Objective To compare the merit and shortage of interventional device closure of isolated secundum atrial septal defects(ASD) through cardiac catheter or chest small incision .
     Methods Retrospective analyses of the clinical results of interventional device closure of isolated secundum ASD through cardiac catheter or chest small incision for 41 patients from September 2004 to March 2007 was performed . Among them 12 patients underwent device closure of ASD through chest small incision (chest small incision group) and 29 patients underwent device closure of ASD through cardiac catheter (cardiac catheter group).

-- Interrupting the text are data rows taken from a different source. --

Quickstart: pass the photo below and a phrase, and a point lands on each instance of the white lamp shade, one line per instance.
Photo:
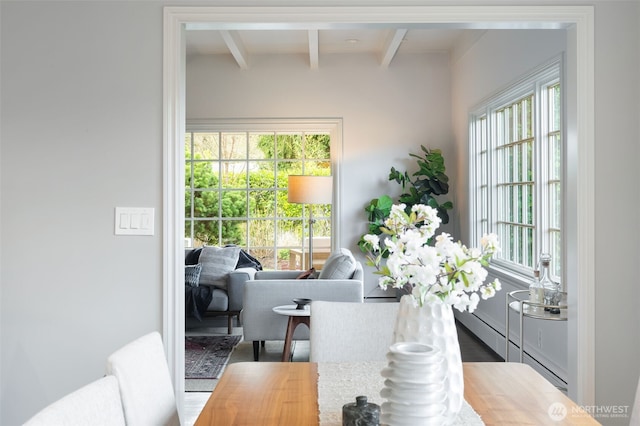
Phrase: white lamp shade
(310, 189)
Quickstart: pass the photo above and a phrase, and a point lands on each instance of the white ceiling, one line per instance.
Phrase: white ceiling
(382, 42)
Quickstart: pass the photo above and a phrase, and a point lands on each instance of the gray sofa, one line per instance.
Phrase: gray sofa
(276, 288)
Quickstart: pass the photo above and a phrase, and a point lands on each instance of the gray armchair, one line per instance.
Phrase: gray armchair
(275, 288)
(210, 300)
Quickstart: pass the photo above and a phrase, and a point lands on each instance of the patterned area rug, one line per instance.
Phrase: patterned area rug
(206, 356)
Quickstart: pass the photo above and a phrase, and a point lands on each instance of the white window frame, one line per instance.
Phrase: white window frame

     Results There were no deaths and blood transfusion in either group . Interventional device closure through chest small incision was successful in all 12 patients , while interventional device closure through cardiac catheter was successful in 26 of 29 cases. The mean procedure time of chest small incision group was significantly shorter than that of cardiac catheter group (76.25±20.24 VS 92.56±34.18 min, P<0.05). The mean occluder delivery times of chest small incision group was less than that of cardiac catheter group (1.0 VS 1.48±0.95 times , P<0.05). Two major complications occurred in cardiac catheter group , but no one occurred in chest small incision group . Forty-one patients were followed-up from 1 months to 30 months , all of patients were free from residual leak and occluder dislodgment.
     Conclusion Both paths can achieve secure occlusion for isolated secundum ASD with mild trauma and fast postoperative recovery and good cosmetic result. Interventional device closure of ASD through cardiac catheter involves slightly low success rate and relatively narrow indication and difficult technique whereas through chest small incision offers relatively wider indication and simple technique and higher success rate or safety.